Duane Louis: Blondes Gift

Duane Louis: Blondes Gift. – München: Heyne, 2007

Jack sitzt in der Flughafenbar, als ihm eine ihm fremde Frau eröffnet, sie habe ihm gerade Gift in sein Bier getan, er werde noch zehn Stunden leben. Jack hält das für eine interessante Art der Anmache und die Frau für eine Spinnerin, auch wenn sie ihm genau erklärt, wie die Symptome verlaufen werden. Sie stellt die Forderung, er müsse nun bei ihr bleiben, dann würde sie ihm das Gegengift geben. Jack verabschiedet sich – kein Grund, unhöflich zu werden – aber kaum in seinem Hotel angelangt, geht die Kotzerei los. Offensichtlich hat die Frau nicht gescherzt. Schnell fährt er mit dem Taxi zurück zum Flughafen und kommt gerade noch rechtzeitig: Die Frau verabschiedet sich mit einem langen Kuß von einem Begleiter und fährt mit Jack zurück ins Hotel. Dort erzählt sie ihm eine irre Geschichte: Sie, Kelly White, sei Mitarbeiterin in einem Labor gewesen, daß mit Nanopartikeln zur Ortung von Entführungsopfern experimentiert. Sie habe sich mit einem Serum infiziert, nun würden sich die von einem Satelliten ortbaren Nanoteilchen in ihren Körpersäften virengleich vermehren, aber es sei etwas schief gegangen, die Teilchen seien ein Ortungssystem, das feststellen könne, wenn sich in einem Radius von drei Metern niemand in ihrem Umkreis befinde. Wenn das der Fall sei, würde ihr Gehirn explodieren, was mit allerhöchster Wahrscheinlichkeit ihren Tod bedeuten würde.

Perspektivenwechsel. Der Mitarbeiter des nach dem 9/11-Debakel ins Leben gerufenen Ministerium für Heimatschutz Kowalski wird gern als Killer eingesetzt. Der Ex-GI erhält seine Befehle über Handy, und eine seiner besonderen Fähigkeiten ist, keine Fragen zu stellen. Unterbrochen in seiner Privatfehde gegen die italienische Mafia von Philadelphia (die hatte seine schwangere Freundin getötet, seitdem eliminiert er peu à peu alle ihre Mitglieder), erhält er den Auftrag, den von Kelly White am Flughafen geküßten Mann zu verfolgen. Noch nicht lange in seinem Haus, liegt dieser tot in seinem Bad – sein Hirn ist explodiert. Kowalski erhält den Befehl, den Kopf abzutrennen und zu einem bestimmten Ort zu bringen, was aber für ihn bedeutet, nicht nur die hysterische Frau des Opfers, sondern auch einen neugierigen und habgierigen Nachbarn ruhig zu stellen – sprich: Zu töten. Kowalski ist langsam genervt: Der Kontaktmann erscheint nicht, stattdessen soll er in das Hotel fahren und Kelly White sicherstellen, den Kopf in einer Sporttasche immer dabei …

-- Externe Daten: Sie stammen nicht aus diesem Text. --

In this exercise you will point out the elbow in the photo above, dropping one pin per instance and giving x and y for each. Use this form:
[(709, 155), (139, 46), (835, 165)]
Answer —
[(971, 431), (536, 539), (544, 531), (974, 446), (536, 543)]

Und so geht’s immer weiter, die Handlung rennt und rennt und rennt – in immer unwahrscheinlichere Verläufe. Die Kapitel sind teilweise nur Sekundenabschnitte, es gibt noch mehr Leichen, Prügeleien, unglaubliche Szenen, ein bißchen ist das ganze wie ein Comic. Die Auflösung ist läppisch, nicht nur weil der bisher unbescholtene Jack en passant seine Frau, die sich von ihm scheiden lassen will, umbringt, um die Fürsorgefrage für das gemeinsame Kind für sich zu entscheiden: Die Ausgangssituation und der Verlauf der Geschichte sind so abstrus, die Geschwindigkeit so rasant, daß dem Verfasser wahrscheinlich nichts besseres einfiel, als sie einfach mit einer kleinen Lösung auslaufen zu lassen. Nett sind die satirischen Seitenhiebe auf den amerikanischen Sicherheitswahn seit dem 11. September 2001 und seine Gefahren, und die Charakterisierung des Killers Kowalski, dem sein Ausweis als Mitarbeiter des Heimatschutzministeriums Tür und Tor öffnet, macht Spaß. Insgesamt jedoch halte ich den Roman für mißlungen. Kann man lesen, muß man aber nicht, ich war am Ende eher unbefriedigt: Schnell gelesen, aber ebenso schnell wieder vergessen.